Allora l'Imbonati stesso prende a parlare, e dice come un affetto
imperioso lo muova a ritornar presso di lui, che, nel fine di sua
vita, era stato oggetto dei suoi più vivi desiderii:

                          E sai se, quando
     Il mio cor nelle membra ancor battea,
     Di te fu pieno, e quanta parte avesti
     Degli estremi suoi moti.--Or, poi che dato
     Non m'è, com'io bramava, a passo a passo,
     Per man guidarti su la via scoscesa,
     Che, anelando, ho fornita, e tu cominci,
     Volli almeno una volta confortarti
     Di mia presenza.

L'Imbonati, non credendo forse ancora imminente l'ultimo suo giorno,
avea diretta al giovine Manzoni che, in quel tempo, dovea condurre fra
la gioventù milanese una vita alquanto dissipata, una prima ed ultima
lettera eloquente, dove gli dava alcuni suoi consigli amorosi,
fiducioso certamente di deporre il buon seme in ottimo terreno.
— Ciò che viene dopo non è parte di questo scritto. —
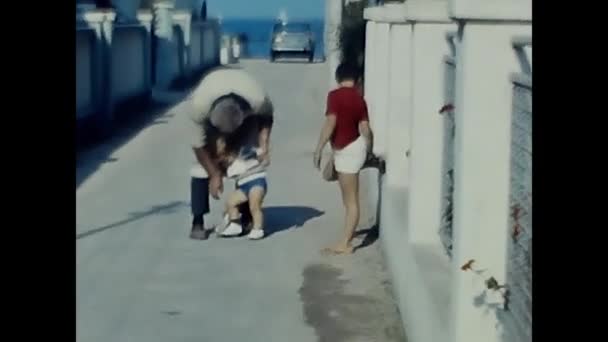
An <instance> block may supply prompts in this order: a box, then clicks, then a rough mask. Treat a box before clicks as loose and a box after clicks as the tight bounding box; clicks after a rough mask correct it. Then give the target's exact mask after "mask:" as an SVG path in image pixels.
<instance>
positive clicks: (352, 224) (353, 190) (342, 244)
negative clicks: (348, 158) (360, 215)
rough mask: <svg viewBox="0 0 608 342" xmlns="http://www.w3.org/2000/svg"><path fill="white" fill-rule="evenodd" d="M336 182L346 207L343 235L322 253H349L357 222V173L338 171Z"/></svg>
mask: <svg viewBox="0 0 608 342" xmlns="http://www.w3.org/2000/svg"><path fill="white" fill-rule="evenodd" d="M338 183H339V184H340V190H341V192H342V202H343V203H344V208H345V209H346V215H345V220H344V221H345V222H344V233H345V234H344V237H343V238H342V239H340V240H339V241H338V242H337V243H336V244H334V245H332V246H330V247H327V248H324V249H323V250H322V253H324V254H350V253H352V252H353V246H352V244H351V241H352V239H353V237H354V235H355V229H356V228H357V224H358V223H359V174H358V173H356V174H346V173H338Z"/></svg>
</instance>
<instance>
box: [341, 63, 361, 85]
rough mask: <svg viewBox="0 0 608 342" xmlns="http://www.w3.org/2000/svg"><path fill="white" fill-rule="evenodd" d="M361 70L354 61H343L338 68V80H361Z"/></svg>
mask: <svg viewBox="0 0 608 342" xmlns="http://www.w3.org/2000/svg"><path fill="white" fill-rule="evenodd" d="M360 75H361V72H360V70H359V67H357V65H355V64H353V63H346V62H345V63H341V64H340V65H338V67H337V68H336V81H338V82H342V81H346V80H353V81H357V80H359V77H360Z"/></svg>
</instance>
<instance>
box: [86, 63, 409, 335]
mask: <svg viewBox="0 0 608 342" xmlns="http://www.w3.org/2000/svg"><path fill="white" fill-rule="evenodd" d="M243 65H244V67H246V68H247V69H248V70H249V71H251V72H252V73H253V74H254V75H255V76H256V77H258V78H259V79H260V80H261V82H262V83H263V84H264V85H265V86H266V87H267V88H268V90H269V92H270V95H271V96H272V98H273V99H274V101H275V105H276V126H275V129H274V131H273V136H272V144H273V150H272V153H273V155H272V157H273V163H272V166H271V170H270V171H269V194H268V197H267V200H266V202H265V207H266V209H265V210H266V216H267V222H268V223H267V226H268V227H269V228H271V229H272V230H273V231H274V233H273V234H272V235H270V236H269V237H268V238H266V239H264V240H261V241H248V240H246V239H216V238H213V237H212V238H211V239H210V240H208V241H202V242H201V241H192V240H189V239H188V238H187V237H188V233H189V229H190V215H189V207H188V202H189V192H188V188H189V176H188V171H189V167H190V165H191V163H192V162H193V156H192V153H191V150H190V149H189V148H188V145H187V139H186V137H185V136H184V127H185V126H184V124H185V115H184V113H183V112H182V110H181V108H180V106H179V105H177V106H174V107H171V108H168V109H167V110H166V111H164V112H163V113H162V114H161V115H159V116H156V117H155V119H154V121H153V122H151V123H149V124H147V125H146V126H145V127H144V128H143V129H142V130H140V131H139V132H138V133H137V134H136V135H134V136H132V137H128V138H124V139H123V138H120V137H118V138H116V139H115V140H117V141H119V140H121V139H122V140H125V141H124V143H122V145H121V146H118V147H116V145H119V144H120V141H119V142H116V141H110V142H107V143H106V144H104V145H101V146H97V147H96V148H93V149H90V150H88V151H86V152H83V153H82V154H81V155H80V156H79V165H78V168H77V173H78V174H79V178H80V180H79V182H78V188H77V192H76V196H77V205H78V207H77V232H76V234H77V237H76V244H77V340H78V342H108V341H112V342H156V341H158V342H173V341H180V342H181V341H197V342H200V341H205V342H224V341H226V342H233V341H249V342H258V341H259V342H269V341H277V342H286V341H290V342H313V341H323V342H330V341H331V342H342V341H344V342H351V341H355V342H356V341H368V342H371V341H374V342H375V341H378V342H391V341H403V332H402V330H401V328H400V323H399V322H400V321H399V317H398V313H397V312H396V308H395V305H394V303H393V299H392V297H391V295H390V291H391V290H390V282H389V280H388V275H387V273H386V271H385V269H384V265H383V261H382V257H381V253H380V250H379V243H372V244H371V245H369V246H367V247H365V248H362V249H359V250H358V251H357V253H356V254H355V255H354V256H352V257H333V258H331V257H323V256H321V255H320V253H319V249H320V248H321V247H322V246H323V245H325V244H327V243H328V242H331V241H333V240H334V239H335V238H336V237H337V236H338V234H339V233H340V230H341V226H340V225H341V222H342V208H341V204H340V197H339V194H338V189H337V188H336V185H335V184H331V185H328V184H324V183H323V181H322V180H321V179H320V176H319V175H318V174H317V173H316V172H314V171H313V169H312V167H311V164H312V162H311V152H312V148H313V146H314V143H315V140H316V138H317V134H318V129H319V127H320V124H321V120H322V110H323V106H324V101H325V92H326V91H327V87H326V84H327V79H328V78H327V68H326V66H325V65H324V64H311V65H307V64H268V63H267V62H263V61H247V62H244V63H243ZM112 149H113V150H112ZM84 173H86V179H84V177H85V176H84V175H83V174H84ZM226 187H227V188H230V185H227V186H226ZM220 207H221V203H220V202H214V203H213V204H212V210H213V209H219V208H220ZM366 216H368V215H364V217H363V219H362V226H361V229H362V230H364V229H365V228H369V227H368V225H369V222H370V221H371V220H370V219H369V218H366ZM217 219H218V215H217V214H216V215H211V216H210V218H209V220H217ZM364 237H365V234H362V235H361V238H360V239H358V240H357V241H358V242H361V241H363V240H364V239H363V238H364ZM370 238H371V239H370ZM366 241H372V242H373V235H370V236H369V237H368V239H367V240H366Z"/></svg>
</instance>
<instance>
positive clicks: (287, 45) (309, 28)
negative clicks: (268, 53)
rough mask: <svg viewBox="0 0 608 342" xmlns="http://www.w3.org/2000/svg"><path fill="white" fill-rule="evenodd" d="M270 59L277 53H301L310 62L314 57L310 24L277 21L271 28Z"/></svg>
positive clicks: (291, 53)
mask: <svg viewBox="0 0 608 342" xmlns="http://www.w3.org/2000/svg"><path fill="white" fill-rule="evenodd" d="M271 39H272V41H271V44H270V60H271V61H273V62H274V60H275V59H276V58H277V56H279V55H284V54H294V53H297V54H303V55H305V56H306V57H308V61H309V62H312V61H313V60H314V58H315V43H314V38H313V34H312V29H311V27H310V24H307V23H277V24H275V25H274V27H273V29H272V38H271Z"/></svg>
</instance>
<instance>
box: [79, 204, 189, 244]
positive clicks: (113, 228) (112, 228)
mask: <svg viewBox="0 0 608 342" xmlns="http://www.w3.org/2000/svg"><path fill="white" fill-rule="evenodd" d="M187 206H189V203H187V202H184V201H173V202H170V203H166V204H161V205H154V206H152V207H150V208H149V209H147V210H144V211H139V212H133V213H129V215H128V217H127V218H126V219H123V220H120V221H117V222H114V223H110V224H108V225H105V226H102V227H96V228H91V229H88V230H86V231H84V232H83V233H79V234H76V240H80V239H83V238H86V237H89V236H93V235H95V234H99V233H102V232H104V231H107V230H110V229H114V228H120V227H122V226H124V225H126V224H129V223H131V222H133V221H137V220H141V219H143V218H145V217H148V216H151V215H165V214H171V213H174V212H175V211H177V210H179V209H180V208H183V207H187Z"/></svg>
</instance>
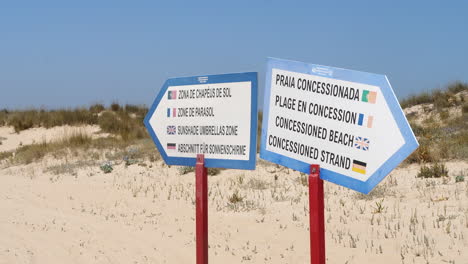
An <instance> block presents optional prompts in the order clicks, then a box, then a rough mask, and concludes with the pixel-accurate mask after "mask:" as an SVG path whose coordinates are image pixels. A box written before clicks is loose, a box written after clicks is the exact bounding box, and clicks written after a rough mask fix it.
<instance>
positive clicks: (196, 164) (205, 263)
mask: <svg viewBox="0 0 468 264" xmlns="http://www.w3.org/2000/svg"><path fill="white" fill-rule="evenodd" d="M195 186H196V187H195V193H196V203H197V204H196V211H197V213H196V219H195V222H196V241H197V264H208V170H207V168H206V167H205V155H203V154H198V155H197V164H196V166H195Z"/></svg>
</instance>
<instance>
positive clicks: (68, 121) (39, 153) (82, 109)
mask: <svg viewBox="0 0 468 264" xmlns="http://www.w3.org/2000/svg"><path fill="white" fill-rule="evenodd" d="M147 111H148V109H147V108H146V107H144V106H136V105H128V104H127V105H125V106H120V105H119V104H117V103H113V104H112V105H111V106H110V107H109V109H106V108H105V107H104V106H103V105H101V104H95V105H92V106H90V107H89V108H88V109H85V108H77V109H73V110H51V111H45V110H25V111H9V110H2V111H0V124H3V125H5V126H12V127H13V128H14V130H15V132H16V133H20V132H21V131H23V130H26V129H29V128H34V127H45V128H51V127H55V126H63V125H72V126H80V125H98V126H99V127H100V129H101V131H102V132H103V133H109V134H110V136H109V137H104V138H96V139H93V138H92V137H91V136H90V135H88V134H86V133H84V132H75V133H73V134H71V135H64V137H63V139H60V140H56V141H53V142H47V141H40V142H38V143H35V144H31V145H24V146H20V147H19V148H18V149H16V150H14V151H7V152H0V160H5V159H8V160H9V162H11V163H12V164H28V163H31V162H33V161H39V160H41V159H42V158H43V157H44V156H46V155H47V154H50V155H52V156H54V157H60V156H63V155H67V154H69V153H72V154H74V155H75V156H76V155H77V153H78V152H79V151H81V152H83V151H85V152H89V151H91V152H92V151H94V150H110V151H114V152H117V153H119V152H122V150H124V149H126V148H128V147H131V146H135V148H137V149H140V150H144V151H140V152H142V153H141V155H146V156H145V157H146V158H151V159H156V158H159V153H158V152H157V150H156V149H155V148H154V147H153V143H152V142H151V139H150V138H149V135H148V134H147V132H146V129H145V127H144V125H143V119H144V116H145V115H146V112H147ZM113 158H117V157H113ZM120 158H122V157H120Z"/></svg>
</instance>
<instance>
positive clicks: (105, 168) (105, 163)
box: [99, 161, 114, 173]
mask: <svg viewBox="0 0 468 264" xmlns="http://www.w3.org/2000/svg"><path fill="white" fill-rule="evenodd" d="M99 168H100V169H101V170H102V171H103V172H104V173H111V172H112V171H113V170H114V168H113V167H112V163H111V162H109V161H107V162H104V163H103V164H101V166H100V167H99Z"/></svg>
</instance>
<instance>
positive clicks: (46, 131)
mask: <svg viewBox="0 0 468 264" xmlns="http://www.w3.org/2000/svg"><path fill="white" fill-rule="evenodd" d="M99 131H100V128H99V126H97V125H94V126H91V125H85V126H80V127H74V126H57V127H52V128H43V127H36V128H31V129H28V130H23V131H20V132H19V133H15V130H14V129H13V127H0V137H1V138H0V142H1V144H0V152H1V151H12V150H15V149H16V148H18V147H20V146H23V145H30V144H34V143H41V142H53V141H57V140H60V139H62V138H63V136H64V135H72V134H73V133H77V132H79V133H84V134H88V135H92V136H93V137H99V136H107V135H108V134H106V133H104V134H99V135H98V134H96V133H98V132H99Z"/></svg>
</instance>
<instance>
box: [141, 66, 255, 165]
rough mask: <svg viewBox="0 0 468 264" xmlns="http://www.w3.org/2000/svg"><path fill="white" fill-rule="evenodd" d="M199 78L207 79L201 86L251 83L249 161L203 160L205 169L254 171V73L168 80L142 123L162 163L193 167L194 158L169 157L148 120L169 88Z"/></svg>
mask: <svg viewBox="0 0 468 264" xmlns="http://www.w3.org/2000/svg"><path fill="white" fill-rule="evenodd" d="M199 77H208V79H207V80H206V79H203V82H202V83H203V84H214V83H229V82H247V81H249V82H251V83H252V94H251V97H250V104H251V117H250V159H249V160H224V159H210V158H205V167H207V168H229V169H244V170H254V169H255V164H256V153H257V96H258V82H257V73H256V72H244V73H231V74H217V75H199V76H191V77H179V78H171V79H168V80H167V81H166V82H165V83H164V85H163V86H162V88H161V90H160V91H159V94H158V95H157V97H156V99H155V100H154V102H153V104H152V106H151V108H150V109H149V111H148V113H147V114H146V117H145V120H144V121H143V122H144V124H145V126H146V129H147V130H148V132H149V134H150V136H151V138H152V139H153V141H154V143H155V145H156V147H157V148H158V150H159V153H161V156H162V157H163V159H164V161H165V162H166V164H168V165H181V166H195V163H196V157H193V158H183V157H169V156H168V155H167V153H166V152H165V150H164V148H163V146H162V145H161V142H160V140H159V139H158V136H157V135H156V133H155V132H154V130H153V128H152V127H151V125H150V123H149V120H150V118H151V117H152V116H153V114H154V111H155V110H156V107H157V106H158V104H159V102H161V100H162V98H163V96H164V95H165V94H166V91H167V89H168V87H169V86H181V85H192V84H201V82H200V80H199ZM228 107H232V110H233V111H235V108H236V107H242V105H239V106H228Z"/></svg>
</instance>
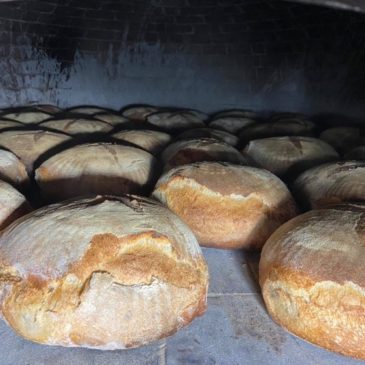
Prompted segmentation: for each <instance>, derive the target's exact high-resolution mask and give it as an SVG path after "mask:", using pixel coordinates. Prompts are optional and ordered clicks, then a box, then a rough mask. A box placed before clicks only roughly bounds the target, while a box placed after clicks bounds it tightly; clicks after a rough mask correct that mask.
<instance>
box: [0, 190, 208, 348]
mask: <svg viewBox="0 0 365 365" xmlns="http://www.w3.org/2000/svg"><path fill="white" fill-rule="evenodd" d="M0 278H1V280H0V313H1V314H2V316H3V317H4V319H5V320H6V322H7V323H8V324H9V325H10V326H11V327H12V328H13V329H14V330H15V331H16V332H17V333H18V334H20V335H21V336H23V337H25V338H26V339H29V340H31V341H35V342H38V343H42V344H47V345H61V346H67V347H76V346H77V347H90V348H96V349H103V350H114V349H125V348H131V347H138V346H141V345H145V344H148V343H150V342H152V341H155V340H158V339H160V338H163V337H166V336H169V335H171V334H173V333H175V332H176V331H177V330H178V329H180V328H182V327H184V326H186V325H187V324H189V323H190V322H191V321H192V320H193V319H194V318H195V317H196V316H199V315H202V314H203V313H204V311H205V309H206V295H207V285H208V271H207V267H206V264H205V261H204V258H203V255H202V253H201V250H200V248H199V245H198V243H197V241H196V239H195V237H194V235H193V234H192V233H191V231H190V230H189V229H188V227H187V226H186V225H185V224H183V223H182V222H181V221H180V220H179V218H178V217H177V216H175V215H174V214H173V213H171V212H170V211H169V210H168V209H166V208H164V207H162V206H161V205H160V204H157V203H156V202H154V201H152V200H148V199H142V198H138V197H135V196H125V197H119V198H118V197H108V196H106V197H102V196H98V197H95V198H88V199H83V200H78V201H68V202H64V203H62V204H55V205H51V206H47V207H43V208H41V209H38V210H37V211H35V212H34V213H32V214H29V215H28V216H27V217H25V218H24V219H22V220H19V221H17V222H15V223H14V224H13V225H12V226H11V227H9V229H7V230H5V231H4V232H3V234H2V236H1V238H0Z"/></svg>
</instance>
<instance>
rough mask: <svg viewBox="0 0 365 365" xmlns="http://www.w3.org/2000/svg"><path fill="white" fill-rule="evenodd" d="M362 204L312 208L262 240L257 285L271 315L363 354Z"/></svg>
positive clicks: (337, 351)
mask: <svg viewBox="0 0 365 365" xmlns="http://www.w3.org/2000/svg"><path fill="white" fill-rule="evenodd" d="M364 233H365V206H364V205H360V204H347V205H346V204H344V205H339V206H336V207H332V208H328V209H319V210H312V211H310V212H308V213H305V214H303V215H300V216H298V217H296V218H294V219H292V220H290V221H289V222H287V223H285V224H284V225H283V226H281V227H280V228H279V229H278V230H277V231H275V233H274V234H273V235H272V236H271V237H270V238H269V240H268V241H267V242H266V244H265V246H264V248H263V251H262V253H261V260H260V269H259V273H260V285H261V288H262V293H263V297H264V301H265V304H266V307H267V309H268V311H269V314H270V315H271V316H272V318H273V319H274V320H275V321H276V322H278V323H279V324H280V325H281V326H283V327H284V328H286V329H288V330H289V331H290V332H292V333H294V334H296V335H297V336H299V337H302V338H304V339H305V340H307V341H310V342H312V343H314V344H317V345H319V346H322V347H325V348H327V349H329V350H332V351H337V352H340V353H342V354H345V355H350V356H354V357H358V358H363V359H365V347H364V343H365V316H364V312H365V268H364V255H365V234H364Z"/></svg>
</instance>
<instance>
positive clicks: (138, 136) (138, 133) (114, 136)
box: [113, 129, 171, 154]
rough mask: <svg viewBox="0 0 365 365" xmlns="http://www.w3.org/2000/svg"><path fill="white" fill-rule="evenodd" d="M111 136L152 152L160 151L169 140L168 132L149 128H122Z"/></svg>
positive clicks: (146, 150)
mask: <svg viewBox="0 0 365 365" xmlns="http://www.w3.org/2000/svg"><path fill="white" fill-rule="evenodd" d="M113 137H114V138H116V139H118V140H121V141H126V142H129V143H133V144H135V145H136V146H138V147H141V148H143V149H144V150H146V151H148V152H150V153H152V154H158V153H160V152H161V151H162V150H163V149H164V148H165V147H166V146H167V145H168V144H169V143H170V142H171V136H170V135H169V134H167V133H164V132H158V131H152V130H149V129H136V130H124V131H121V132H118V133H115V134H113Z"/></svg>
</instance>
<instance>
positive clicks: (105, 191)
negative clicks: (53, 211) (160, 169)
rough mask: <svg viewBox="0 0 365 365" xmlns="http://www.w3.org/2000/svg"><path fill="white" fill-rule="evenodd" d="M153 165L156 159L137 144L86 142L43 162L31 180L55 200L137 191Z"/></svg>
mask: <svg viewBox="0 0 365 365" xmlns="http://www.w3.org/2000/svg"><path fill="white" fill-rule="evenodd" d="M156 169H157V161H156V159H155V158H154V157H153V156H152V155H151V154H150V153H148V152H146V151H144V150H142V149H140V148H135V147H129V146H123V145H114V144H111V143H87V144H82V145H78V146H75V147H72V148H69V149H67V150H64V151H62V152H60V153H58V154H56V155H54V156H52V157H51V158H50V159H48V160H46V161H45V162H43V163H42V164H41V165H40V166H39V168H38V169H37V170H36V171H35V180H36V181H37V184H38V185H39V187H40V189H41V193H42V195H43V197H45V198H46V199H50V200H52V201H56V200H62V199H67V198H73V197H76V196H80V195H88V194H113V195H120V194H123V193H140V192H143V191H144V190H145V189H146V188H148V186H149V184H150V183H151V181H152V179H153V177H154V174H155V172H156Z"/></svg>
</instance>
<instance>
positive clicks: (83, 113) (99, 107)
mask: <svg viewBox="0 0 365 365" xmlns="http://www.w3.org/2000/svg"><path fill="white" fill-rule="evenodd" d="M67 111H68V112H70V113H76V114H85V115H94V114H97V113H107V112H109V109H106V108H100V107H98V106H77V107H74V108H69V109H67Z"/></svg>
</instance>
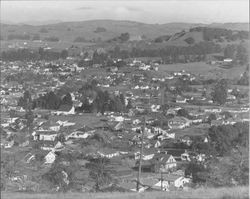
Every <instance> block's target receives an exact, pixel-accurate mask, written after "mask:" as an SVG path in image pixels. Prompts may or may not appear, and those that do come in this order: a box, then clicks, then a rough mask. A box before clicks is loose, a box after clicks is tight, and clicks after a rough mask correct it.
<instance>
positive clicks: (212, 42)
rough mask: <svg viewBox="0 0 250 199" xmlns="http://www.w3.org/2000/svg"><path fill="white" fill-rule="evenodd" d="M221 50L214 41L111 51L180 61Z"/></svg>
mask: <svg viewBox="0 0 250 199" xmlns="http://www.w3.org/2000/svg"><path fill="white" fill-rule="evenodd" d="M220 51H221V48H220V45H218V44H214V43H213V42H200V43H197V44H195V45H193V46H186V47H184V46H165V47H164V48H138V47H137V48H132V49H131V50H120V51H117V48H114V49H113V50H111V51H110V54H111V57H113V58H129V57H159V56H160V57H161V58H162V60H163V61H164V62H165V63H178V62H188V61H202V60H205V58H206V55H207V54H210V53H218V52H220Z"/></svg>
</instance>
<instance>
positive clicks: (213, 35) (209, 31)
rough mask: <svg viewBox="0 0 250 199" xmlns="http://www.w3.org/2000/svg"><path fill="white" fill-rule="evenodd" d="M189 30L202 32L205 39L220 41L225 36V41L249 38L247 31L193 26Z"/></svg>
mask: <svg viewBox="0 0 250 199" xmlns="http://www.w3.org/2000/svg"><path fill="white" fill-rule="evenodd" d="M190 32H202V33H203V38H204V40H205V41H213V40H217V41H219V42H222V41H223V38H225V39H226V41H236V40H243V39H249V33H248V31H237V32H235V31H233V30H229V29H223V28H208V27H195V28H191V29H190Z"/></svg>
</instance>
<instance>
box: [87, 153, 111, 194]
mask: <svg viewBox="0 0 250 199" xmlns="http://www.w3.org/2000/svg"><path fill="white" fill-rule="evenodd" d="M86 167H87V168H88V169H90V174H89V175H90V177H91V178H92V179H93V180H94V181H95V191H100V189H101V187H102V186H104V185H108V184H110V183H111V182H112V179H113V178H112V175H111V173H114V170H113V169H112V167H111V165H110V160H109V159H107V158H105V157H98V158H92V159H91V160H90V163H88V164H87V165H86Z"/></svg>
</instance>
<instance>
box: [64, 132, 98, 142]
mask: <svg viewBox="0 0 250 199" xmlns="http://www.w3.org/2000/svg"><path fill="white" fill-rule="evenodd" d="M94 132H95V130H93V131H89V132H82V131H74V132H72V133H71V134H69V135H68V136H66V140H68V139H86V138H87V137H89V136H90V135H92V133H94Z"/></svg>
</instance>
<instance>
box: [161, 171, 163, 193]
mask: <svg viewBox="0 0 250 199" xmlns="http://www.w3.org/2000/svg"><path fill="white" fill-rule="evenodd" d="M162 189H163V176H162V171H161V190H162Z"/></svg>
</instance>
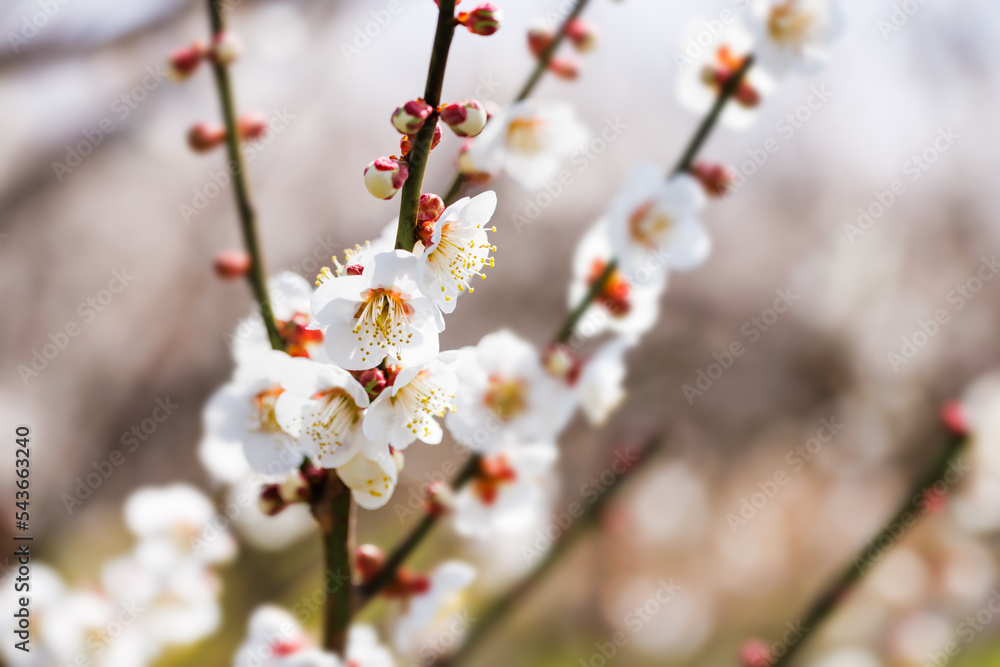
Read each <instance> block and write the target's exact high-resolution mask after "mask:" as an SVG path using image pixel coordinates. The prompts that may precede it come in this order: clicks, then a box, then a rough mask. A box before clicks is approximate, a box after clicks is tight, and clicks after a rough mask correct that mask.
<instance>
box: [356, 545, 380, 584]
mask: <svg viewBox="0 0 1000 667" xmlns="http://www.w3.org/2000/svg"><path fill="white" fill-rule="evenodd" d="M354 563H355V565H356V566H357V568H358V574H360V575H361V579H362V580H364V581H370V580H371V579H374V578H375V575H377V574H378V573H379V572H380V571H381V570H382V566H383V565H385V554H383V553H382V550H381V549H379V548H378V547H377V546H375V545H374V544H362V545H361V546H360V547H358V548H357V551H356V552H355V554H354Z"/></svg>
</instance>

Il
Manzoni, alla sua volta, rispose con una lettera caldissima; ma la
risposta arrivò all'Imbonati, quand'egli avea già chiusi gli occhi
alla luce. Mi si domanderà: Come sapete voi questo? In quale biografia
l'avete voi letto? Avreste, per avventura, vedute quelle preziose
lettere? No: lo non le ho vedute; ma ho semplicemente letto, con
intento biografico, i versi stessi del Manzoni. Gli abbiamo letti
anche noi, e sono chiari abbastanza da non abbisognare di commenti. Io
ne convengo perfettamente, e vi prego dunque soltanto di rileggerli
ancora una volta:

        .... Allor ch'io l'amorose e vere
     Note leggea, che a me dettasti prime,
     E novissime fôro, e la dolcezza
     Dell'esser teco presentìa, chi detto
     M'avrìa che tolto m'eri! E quando in caldo
     Scritto gli affetti del mio cor t'apersi,
     Che non sarìa dagli occhi tuoi veduto,
     Chiusi per sempre! Or quanto e come acerbo
     Di te nutrissi desiderio, il pensa.

Il Manzoni non pare dunque aver conosciuto l'Imbonati, ma essersene
solamente innamorato per la fama delle sue molte virtù e per l'affetto
sincero e profondo che egli aveva inspirato alla signora Beccaria; il
che è intieramente regolare, poichè sappiamo dal Fauriel che la
Beccaria s'era recata a Parigi con l'Imbonati fin dai primi anni del
Consolato. Si spiega quindi pure come, per un certo periodo della vita
giovanile di Alessandro Manzoni, appaia educatrice di lui non già la
madre, ma una zia uscita da uno de' conventi soppressi, nel tempo in
cui i Manzoni abitavano nella Via di Santa Prassede.[10] Essa aveva
l'incarico di accompagnare in chiesa il giovinetto, e di fargli dare
lezioni di musica e di danza, forse pure di scherma. Come spiegarsi
altrimenti che l'Imbonati fosse così poco noto al figlio di colei, per
la quale egli era tutto, e che, invece di parlare al Manzoni, egli si
risolvesse a scrivergli? Un giorno qualche altra lettera inedita ci
darà forse la chiave di questo enigma biografico; intanto proseguiamo
la nostra lettura:

   Io sentìa le tue lodi; e qual tu fosti
     Di retto, acuto senno, d'incolpato
     Costume e d'alte voglie, ugual, sincero,
     Non vantator di probità, ma probo,
     Com'oggi, al mondo, al par di te nessuno
     Gusti il sapor del beneficio, e senta
     Dolor dell'altrui danno. Egli ascoltava
     Con volto nè superbo, nè modesto.
     Io, rincorato, proseguia: se cura,
     Se pensier di qua giù vince l'avello,
     Certo so ben che il duol t'aggiugne e il pianto
     Di lei che amasti ed ami ancor, che tutto,
     Te perdendo, ha perduto.

L'Imbonati sorride mestamente, e risponde:

                                  Se non fosse
     Ch'io l'amo tanto, io pregherei che ratto
     Quell'anima gentil fuor delle membra
     Prendesse il vol, per chiuder l'ali in grembo
     Di Quei ch'eterna ciò che a Lui somiglia.
     Che, fin ch'io non la veggo, e ch'io son certo
     Di mai più non lasciarla, esser felice
     Pienamente non posso. A questi accenti
     Chinammo il volto, e taciti ristemmo;
     Ma, per gli occhi d'entrambi, il cor parlava.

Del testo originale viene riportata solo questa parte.